The Dogs of the Dow investment strategy has been around for several years, first introduced by Michael O’Higgins in his book “Beating the Dow” in 1991. The strategy is simple – once a year, buy the ten highest dividend yielding stocks in the Dow Jones 30. At the end of each year rebalance, being sure to sell only after the short term capital gain timeframe has expired. Since 1973, the results have been dramatic, with an average annual return of 17.7% vs. 11.9% for the Dow Jones Industrial Average (according to www.DogsoftheDow.com).
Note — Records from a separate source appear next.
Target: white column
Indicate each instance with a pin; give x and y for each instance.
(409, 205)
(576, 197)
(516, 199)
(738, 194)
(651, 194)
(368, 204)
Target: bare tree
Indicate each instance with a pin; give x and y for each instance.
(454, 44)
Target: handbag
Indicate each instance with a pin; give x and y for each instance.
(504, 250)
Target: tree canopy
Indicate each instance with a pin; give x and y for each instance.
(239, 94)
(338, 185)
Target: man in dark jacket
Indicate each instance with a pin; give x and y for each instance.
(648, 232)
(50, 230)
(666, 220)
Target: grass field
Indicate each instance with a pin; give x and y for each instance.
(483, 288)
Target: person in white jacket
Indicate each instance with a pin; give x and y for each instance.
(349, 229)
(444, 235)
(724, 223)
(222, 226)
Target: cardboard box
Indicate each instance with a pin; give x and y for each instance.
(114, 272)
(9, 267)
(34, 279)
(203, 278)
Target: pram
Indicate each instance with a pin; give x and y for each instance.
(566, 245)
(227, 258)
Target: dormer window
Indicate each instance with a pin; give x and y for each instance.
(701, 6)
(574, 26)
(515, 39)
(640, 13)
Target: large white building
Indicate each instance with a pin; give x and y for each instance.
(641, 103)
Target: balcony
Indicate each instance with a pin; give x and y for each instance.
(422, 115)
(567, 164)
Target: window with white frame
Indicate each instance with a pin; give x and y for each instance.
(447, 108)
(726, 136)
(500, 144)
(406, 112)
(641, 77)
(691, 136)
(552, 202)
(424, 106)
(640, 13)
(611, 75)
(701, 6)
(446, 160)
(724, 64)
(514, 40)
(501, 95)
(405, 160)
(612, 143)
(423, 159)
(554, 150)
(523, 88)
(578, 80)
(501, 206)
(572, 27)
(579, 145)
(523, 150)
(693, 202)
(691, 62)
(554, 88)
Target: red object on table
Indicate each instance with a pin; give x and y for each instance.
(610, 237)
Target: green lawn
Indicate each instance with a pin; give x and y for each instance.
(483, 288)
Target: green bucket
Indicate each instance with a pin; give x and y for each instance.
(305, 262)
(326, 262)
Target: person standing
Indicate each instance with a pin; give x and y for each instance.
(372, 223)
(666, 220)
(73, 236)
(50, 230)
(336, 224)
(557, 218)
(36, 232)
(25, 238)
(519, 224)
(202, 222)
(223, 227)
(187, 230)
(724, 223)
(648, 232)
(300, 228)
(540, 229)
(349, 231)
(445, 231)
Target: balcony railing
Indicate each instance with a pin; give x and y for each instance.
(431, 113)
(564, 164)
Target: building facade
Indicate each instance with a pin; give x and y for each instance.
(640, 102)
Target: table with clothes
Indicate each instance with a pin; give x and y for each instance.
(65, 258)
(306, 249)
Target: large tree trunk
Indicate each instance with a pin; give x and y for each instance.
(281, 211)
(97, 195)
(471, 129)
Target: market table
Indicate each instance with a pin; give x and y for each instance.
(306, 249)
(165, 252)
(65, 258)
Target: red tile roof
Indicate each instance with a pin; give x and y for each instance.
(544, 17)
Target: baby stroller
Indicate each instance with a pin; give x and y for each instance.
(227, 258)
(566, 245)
As of December 31, 2007, the Dogs are (yield/closing price):

  • Altria Group (MO), 3.95%, $75.58;
  • AT&T (T), 3.83%, $41.56;
  • CitiGroup (C) 7.33%, $29.44;
  • DuPont (DD), 3.71%, $44.09;
  • General Electric (GE), 3.34%, $37.07;
  • General Motors (GM), 3.98%, $24.89;
  • JP Morgan Chase (JPM), 3.46%, $43.65;
  • Pfizer (PFE), 5.62%, $22.73;
  • Home Depot (HD), 3.35%, $26.94;
  • Verizon (VZ), 3.92%, $43.69

Let’s track the progress of these Dogs and see how it compares to our other investment strategies, the Magic Formula Index and the Power Women 50 Index.

The Dow Jones closed the year at 13,264.82 and the S&P 500 closed at 1,468.36.